Mais ce ne serait pas forcément une fois pour toutes ; autrement dit, dans la pratique, ce rôle ne reviendrait pas automatiquement au pape. Et, quoi qu’il arrive, ce dernier ne pourrait pas gouverner seul :
"Le premier ne peut rien faire sans le consentement de tous."
Dans les Églises orthodoxes, l’assemblée synodale détient l’autorité suprême, mais pas à Rome.
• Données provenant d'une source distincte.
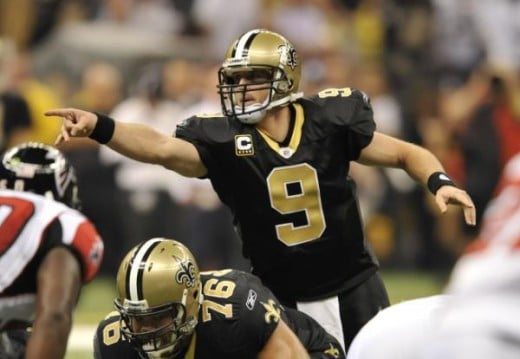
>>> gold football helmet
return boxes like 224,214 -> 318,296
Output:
114,238 -> 202,359
218,28 -> 303,124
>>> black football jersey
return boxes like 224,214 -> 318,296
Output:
93,269 -> 344,359
175,88 -> 378,300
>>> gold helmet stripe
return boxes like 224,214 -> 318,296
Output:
126,237 -> 163,300
232,29 -> 261,59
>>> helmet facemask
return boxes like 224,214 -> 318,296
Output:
115,300 -> 197,359
218,65 -> 298,124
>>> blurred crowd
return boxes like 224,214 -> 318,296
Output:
1,0 -> 519,277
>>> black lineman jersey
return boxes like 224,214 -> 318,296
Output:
176,88 -> 378,301
93,269 -> 344,359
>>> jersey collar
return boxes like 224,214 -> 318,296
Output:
256,103 -> 304,159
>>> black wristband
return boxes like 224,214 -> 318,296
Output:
427,171 -> 456,195
89,113 -> 115,144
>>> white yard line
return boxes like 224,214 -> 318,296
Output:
68,324 -> 97,350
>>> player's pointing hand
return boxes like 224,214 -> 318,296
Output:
44,108 -> 98,145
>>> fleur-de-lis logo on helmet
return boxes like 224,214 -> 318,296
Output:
278,44 -> 298,71
176,260 -> 196,288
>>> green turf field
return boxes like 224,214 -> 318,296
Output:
65,270 -> 445,358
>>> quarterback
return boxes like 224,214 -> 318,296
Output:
46,28 -> 475,351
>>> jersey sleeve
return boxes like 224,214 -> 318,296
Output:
199,271 -> 283,357
58,211 -> 104,283
345,89 -> 376,159
70,221 -> 104,283
310,88 -> 376,160
175,115 -> 234,179
235,272 -> 283,353
284,307 -> 346,359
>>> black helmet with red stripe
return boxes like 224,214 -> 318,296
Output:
0,142 -> 81,210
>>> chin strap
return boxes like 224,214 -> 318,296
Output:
266,92 -> 304,110
235,92 -> 304,124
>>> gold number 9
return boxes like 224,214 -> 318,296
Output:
267,163 -> 326,246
En outre, les orthodoxes sont désunis : en octobre, la délégation du patriarcat orthodoxe de Moscou a quitté la réunion de Ravenne, à cause d’un désaccord avec le patriarcat de Constantinople, qui avait invité à la rencontre une délégation de l’Église apostolique estonienne, laquelle n’est pas reconnue par Moscou. L’Église orthodoxe russe regrettait aussi que des Églises sous son autorité (États-Unis et Japon en particulier), n’aient pas été invitées. Le document publié simultanément au Vatican, à Istanbul, Athènes et Chypre, n’a pas été signé par le patriarcat de Moscou, qui représente la moitié des orthodoxes du monde. Le cardinal allemand Walter Kasper a souligné hier soir sur Radio Vatican que "la route qui conduit vers la pleine unité avec les orthodoxes est encore longue".
Quoi qu’il en soit, c’est une avancée importante. Benoît XVI a convoqué le 23 novembre tous les cardinaux pour une grande réunion sur le thème de l’œcuménisme.